From Laika, the studio who brought us the slightly overrated but nevertheless pleasingly unusual Coraline, comes ParaNorman, the year’s most creative big Hollywood animation, brought to life with amazing voice-work, a nicely pulled off plot and themes that resonate.
With a plot that sits somewhere between Dawn of the Dead and The Nightmare Before Christmas, ParaNorman follows the titular Norman Babcock (voiced by Kodi Smit-McPhee) a somewhat lonely young boy who gets bullied at school and hassled by his parents for being different.. the difference in his case being that he can see and talked to the dead. When an ancient witche’s curse raises the dead and threatens to destroy his town it’s up to Norman, with the help of a few reluctant friends, to save it.
With so many franchise animation sequels just shoved out of the Hollywood machine these days to capitalize on the success of previous installments (I’m looking at you Ice Age and Madagascar…) it’s so relieving to see that films like ParaNorman are still being made. Delivered in that most unique of animation style, stop-motion (think Fantastic Mr. Fox and the aforementioned Coraline), this is a film that works on many different levels, not just as pure fun but also a smart, knowing piece of animation with more in-jokes and references than you could shake a zombie’s arm at.
That’s not to say the film is ruled by that knowingness, far from it, as it also boasts beautiful visuals – including a colourful finale which is just stunning to look at – a terrific score by the brilliant Jon Brion (Eternal Sunshine of the Spotless Mind) and a host of charming oddball characters voiced by a pitch-perfect cast that includes McPhee, Tucker Albrizzi, Casey Affleck, Anna Kendrick, Leslie Mann, Christopher Mintz-Plasse, Jeff Garlin and John Goodman.
Any flaws to be found in ParaNorman would probably be in its plot which does occasionally hit some slow patches and it maybe relies a bit much on more familiar slapstick gags every so often but even then it still manages to engage with its meticulously crafted visual world.

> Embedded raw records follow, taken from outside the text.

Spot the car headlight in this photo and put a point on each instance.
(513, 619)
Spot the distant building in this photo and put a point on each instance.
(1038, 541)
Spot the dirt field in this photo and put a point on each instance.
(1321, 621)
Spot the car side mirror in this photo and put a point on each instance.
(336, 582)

It’s a textbook example of how elements can work together to compliment each other and provide a crucial backbone when certain ones lag behind.

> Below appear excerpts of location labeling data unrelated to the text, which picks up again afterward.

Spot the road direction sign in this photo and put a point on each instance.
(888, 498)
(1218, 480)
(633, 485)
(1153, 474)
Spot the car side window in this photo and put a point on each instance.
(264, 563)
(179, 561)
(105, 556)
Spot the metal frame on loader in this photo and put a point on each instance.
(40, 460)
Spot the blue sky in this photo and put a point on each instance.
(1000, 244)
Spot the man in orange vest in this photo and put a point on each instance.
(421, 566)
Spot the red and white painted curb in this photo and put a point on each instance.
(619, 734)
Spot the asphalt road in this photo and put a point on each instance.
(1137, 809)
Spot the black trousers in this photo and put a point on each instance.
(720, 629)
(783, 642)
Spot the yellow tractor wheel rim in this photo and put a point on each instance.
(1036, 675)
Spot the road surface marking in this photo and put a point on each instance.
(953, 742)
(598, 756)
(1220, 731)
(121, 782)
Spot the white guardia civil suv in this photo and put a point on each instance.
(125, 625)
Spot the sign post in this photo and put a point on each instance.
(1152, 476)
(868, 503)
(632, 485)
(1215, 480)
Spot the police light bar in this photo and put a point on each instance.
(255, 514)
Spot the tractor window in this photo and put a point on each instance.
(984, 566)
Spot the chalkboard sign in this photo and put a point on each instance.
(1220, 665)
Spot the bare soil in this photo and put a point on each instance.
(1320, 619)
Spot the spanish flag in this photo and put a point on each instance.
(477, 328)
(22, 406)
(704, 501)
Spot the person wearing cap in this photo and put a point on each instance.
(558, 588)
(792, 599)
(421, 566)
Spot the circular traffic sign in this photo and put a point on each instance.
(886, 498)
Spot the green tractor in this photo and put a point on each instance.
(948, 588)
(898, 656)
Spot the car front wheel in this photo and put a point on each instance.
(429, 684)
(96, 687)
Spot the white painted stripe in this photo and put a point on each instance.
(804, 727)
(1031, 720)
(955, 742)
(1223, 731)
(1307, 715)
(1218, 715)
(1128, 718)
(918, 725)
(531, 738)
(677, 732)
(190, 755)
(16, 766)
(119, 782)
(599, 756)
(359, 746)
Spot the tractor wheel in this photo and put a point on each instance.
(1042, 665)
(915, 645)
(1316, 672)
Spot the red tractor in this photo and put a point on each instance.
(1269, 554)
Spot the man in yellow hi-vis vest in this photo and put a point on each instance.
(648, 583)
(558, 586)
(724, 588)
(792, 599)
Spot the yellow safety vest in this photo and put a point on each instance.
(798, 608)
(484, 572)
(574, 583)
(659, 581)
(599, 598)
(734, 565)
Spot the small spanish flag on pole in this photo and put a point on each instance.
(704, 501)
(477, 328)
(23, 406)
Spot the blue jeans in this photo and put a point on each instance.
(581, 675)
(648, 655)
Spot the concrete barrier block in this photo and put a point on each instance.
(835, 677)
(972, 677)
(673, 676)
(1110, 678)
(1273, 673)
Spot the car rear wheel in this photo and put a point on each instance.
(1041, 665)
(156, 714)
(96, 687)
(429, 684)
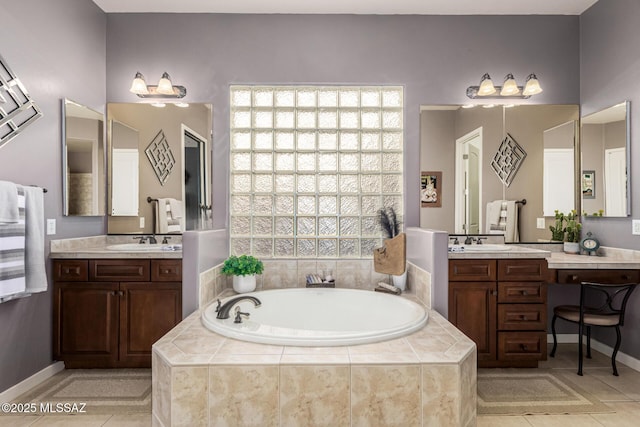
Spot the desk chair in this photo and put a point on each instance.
(600, 305)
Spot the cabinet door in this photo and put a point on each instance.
(86, 324)
(147, 312)
(472, 309)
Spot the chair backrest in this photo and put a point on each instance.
(605, 299)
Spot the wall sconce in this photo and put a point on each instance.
(509, 89)
(164, 89)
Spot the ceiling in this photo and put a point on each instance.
(375, 7)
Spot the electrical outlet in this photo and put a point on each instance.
(51, 226)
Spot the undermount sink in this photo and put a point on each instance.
(144, 247)
(479, 248)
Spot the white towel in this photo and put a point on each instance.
(511, 233)
(12, 253)
(8, 203)
(35, 272)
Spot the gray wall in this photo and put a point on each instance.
(57, 49)
(434, 57)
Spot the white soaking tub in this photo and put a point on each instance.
(319, 317)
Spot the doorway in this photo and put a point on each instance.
(615, 179)
(195, 179)
(468, 182)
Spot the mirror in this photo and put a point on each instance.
(160, 168)
(83, 160)
(468, 144)
(604, 149)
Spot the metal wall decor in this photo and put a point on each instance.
(508, 160)
(17, 109)
(161, 157)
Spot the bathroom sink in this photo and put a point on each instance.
(137, 247)
(479, 248)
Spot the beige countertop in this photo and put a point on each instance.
(514, 252)
(95, 247)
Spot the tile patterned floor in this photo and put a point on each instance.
(621, 393)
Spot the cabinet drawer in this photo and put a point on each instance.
(522, 292)
(522, 317)
(131, 270)
(472, 270)
(76, 270)
(522, 346)
(601, 276)
(522, 269)
(166, 270)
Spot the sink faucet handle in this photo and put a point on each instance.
(239, 315)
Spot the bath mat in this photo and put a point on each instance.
(543, 391)
(92, 392)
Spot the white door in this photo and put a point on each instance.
(615, 182)
(468, 201)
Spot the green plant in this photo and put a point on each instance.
(557, 230)
(243, 265)
(573, 227)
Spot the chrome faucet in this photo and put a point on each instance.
(224, 309)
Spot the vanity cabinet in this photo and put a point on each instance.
(501, 304)
(108, 313)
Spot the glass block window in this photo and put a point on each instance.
(310, 168)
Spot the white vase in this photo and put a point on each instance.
(243, 284)
(571, 248)
(400, 281)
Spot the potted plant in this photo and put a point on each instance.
(243, 268)
(571, 245)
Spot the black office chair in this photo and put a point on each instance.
(600, 305)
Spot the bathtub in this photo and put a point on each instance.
(319, 317)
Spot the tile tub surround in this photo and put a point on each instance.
(357, 274)
(203, 379)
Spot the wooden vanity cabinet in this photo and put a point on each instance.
(502, 306)
(108, 313)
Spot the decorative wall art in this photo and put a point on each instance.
(588, 184)
(431, 189)
(508, 160)
(161, 157)
(17, 109)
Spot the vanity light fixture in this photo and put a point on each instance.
(164, 89)
(509, 89)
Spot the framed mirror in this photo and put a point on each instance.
(605, 162)
(159, 167)
(83, 160)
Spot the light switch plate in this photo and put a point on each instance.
(51, 226)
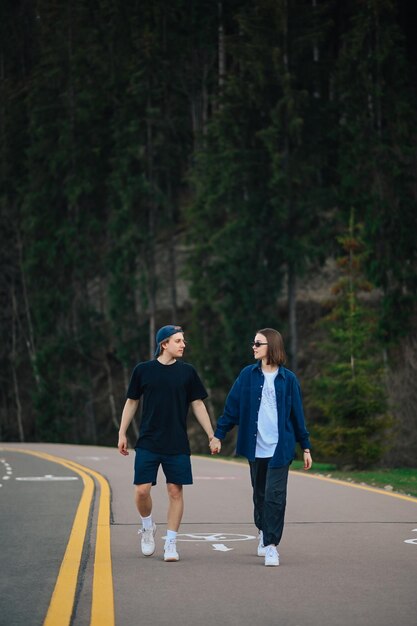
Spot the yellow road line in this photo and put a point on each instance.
(102, 606)
(62, 601)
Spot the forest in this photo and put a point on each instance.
(225, 166)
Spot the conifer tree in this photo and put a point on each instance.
(349, 390)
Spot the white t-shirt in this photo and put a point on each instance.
(267, 436)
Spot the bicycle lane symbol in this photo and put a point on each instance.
(216, 539)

It isn’t perfect but nonetheless this delightfully spooky stop-motion tale is one of the best animated movies of the year. It ticks pretty much all the boxes a film of its type should; it’s clever, well voice acted, a little bit scary (but not overly so for the younger audience) and, perhaps most importantly of all, genuinely funny. A delight of animation for the odd kid in all of us.